Bei der Abwicklung von Verkehrsunfallschäden ist der merkantile Minderwert eine anerkannte Schadenersatzposition. Er beziffert den Verkehrswertverlust der dadurch eintritt, dass ein Unfallwagen trotz Reparatur in der Regel einen geringen Verkaufspreis erzielt.

Der BGH hatte nunmehr einen Fall zu entscheiden (Urteil vom 06.12.2012 – VII ZR 84/10), in dem ein Bauherr neben dem Ersatz der Kosten für eine Mangelbeseitigung und Mietausfall auch einen Anspruch auf Ersatz des merkantilen Minderwerts des Gebäudes/Grundstücks geltend gemacht hat.

Sachverhalt

Die Klägerin begehrt Schadensersatz wegen mangelhafter Planungsleistungen der Beklagten. Sie ließ zwei baugleiche Mehrfamilienhäuser errichten. Die Beklagten erstellten die Tragwerksplanung und erbrachten die weiteren Planungsleistungen. Nach Fertigstellung der Bauvorhaben traten vielfältige Risse im Innen- und Außenputz auf. Diese wurden im Auftrag der Klägerin behoben. Die hierfür aufgewandten Beträge macht die Klägerin zusammen mit einem entstandenen Mietausfall geltend, soweit sie nicht von der Streithelferin der Beklagten getragen worden sind. Außerdem verlangt sie den Ersatz eines verbliebenen merkantilen Minderwertes in Höhe von 150.000 €.

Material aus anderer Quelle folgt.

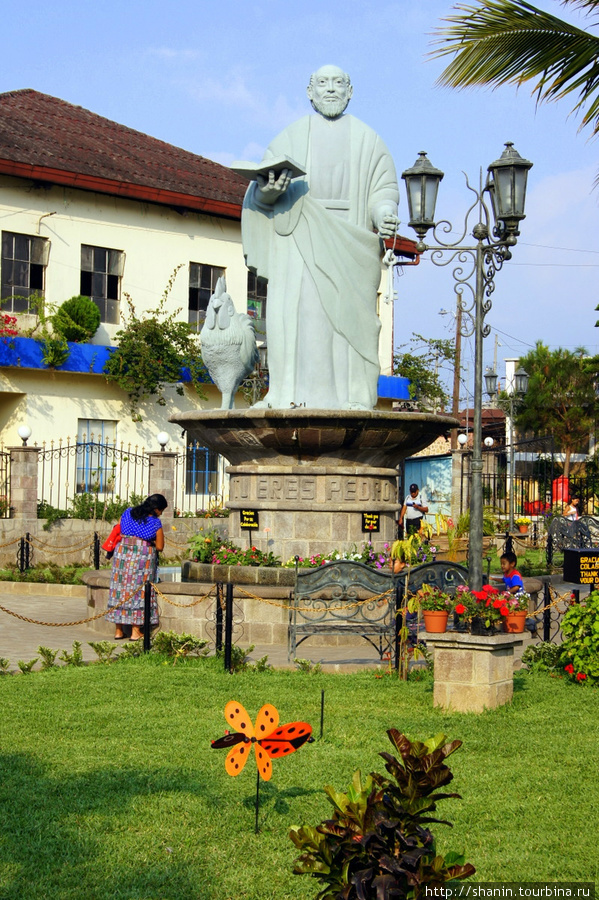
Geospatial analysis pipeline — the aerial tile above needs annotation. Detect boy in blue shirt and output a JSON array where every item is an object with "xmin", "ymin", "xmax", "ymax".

Das Berufungsgericht hat die Beklagten verurteilt, als Gesamtschuldner an die Klägerin die aufgewandten Kosten für Mängelbeseitigung sowie Mietausfallschaden nebst Zinsen zu zahlen und hat den Klageantrag auf Ersatz des merkantilen Minderwerts abgewiesen.

Entscheidung

Anders der BGH, der den Anspruch auf Ersatz des merkantilen Minderwerts bestätigte und die Sache an das Berufungsgericht zurückverwies, da die Höhe des Schadenersatzanspruchs durch das Berufungsgericht zu ermitteln ist.

Der BGH führt zur Begründung aus, dass ein merkantiler Minderwert vorliegt, wenn nach erfolgter Mängelbeseitigung eine verringerte Verwertbarkeit gegeben ist, weil die maßgeblichen Verkehrskreise ein im Vergleich zur vertragsgemäßen Ausführung geringeres Vertrauen in die Qualität des Gebäudes haben.

Das Berufungsgericht hat richtig festgestellt, dass es sich bei den Gebäuden um marktgängige Objekte handelt, sodass deren Verwertbarkeit bei den maßgeblichen Verkehrskreisen grundsätzlich festgestellt werden kann. Es ist auch davon ausgegangen, dass ein redlicher Verkäufer einen Kaufinteressenten über die ausgeführten Mängelbeseitigungsarbeiten informiert.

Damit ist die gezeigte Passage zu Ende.